Great case! It definitely illuminates the importance to consider cardiac pathology in any thoracic complaint!
On that note, when the patient arrives in the ER, they will probably have had a 12 lead EKG on the ambulance en route- or perhaps on arrival to the hospital.
Cardiac tamponade is usually accompanied by low voltage QRS complexes in every lead. This finding, in conjunction with the other physical exam findings, would help make the diagnosis more obvious (however, EKG changes are not specific for this condition.) Other things to consider with low voltage QRS in the absence of trauma would be pericardial effusion (though this does not occur all the time), pericarditis (sometimes), and Dressler’s syndrome (just to name a few) The last of which could also present with cardiac tamponade.

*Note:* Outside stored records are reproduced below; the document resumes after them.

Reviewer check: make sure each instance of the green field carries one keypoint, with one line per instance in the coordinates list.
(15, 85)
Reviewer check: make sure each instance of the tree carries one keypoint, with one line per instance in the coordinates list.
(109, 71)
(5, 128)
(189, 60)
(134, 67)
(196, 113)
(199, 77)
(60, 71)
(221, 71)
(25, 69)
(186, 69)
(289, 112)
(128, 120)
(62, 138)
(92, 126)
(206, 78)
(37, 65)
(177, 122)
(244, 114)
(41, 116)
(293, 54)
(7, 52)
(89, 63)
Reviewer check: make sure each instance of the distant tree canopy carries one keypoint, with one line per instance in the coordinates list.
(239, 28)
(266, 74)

http://lifeinthefastlane.com/ecg-library/basics/low-qrs-voltage/
http://www.ncbi.nlm.nih.gov/pubmed/11451278
Thanks so much, Fred! Great points – thanks for sharing that.
Great post! Thank you!
This reminds me of all Pre-Hospital Trauma Life Support, Advanced TLS, Emergency Medical Provider etc courses I have participated 😉
thank u o much ..
this is useful information
Really enlightening.thank you so much. It felt good to follow the symptoms systematically and arrive at the diagnosis..it was really encouraging
Interest case.
I work in a cardiac unit, and another telltale sign of a developing tamponade is the patient’s sense of impending doom. They will continuously complain that something just isn’t “right.” Of course, you can’t solely depend on that — narrowed pulse pressures (systolic and diastolic BP getting more equal in value), increased HR, muffled heart tones, and weakened peripheral pulses are all objective findings you’ll see as well.
With pericarditis, you may see an elevated ST segment on the ECG in the absence of chest pain, though you may still have elevated cardiac enzymes (i.e. troponin, ckmb).
Thanks for your comments! Very useful to hear from someone who works on the floor.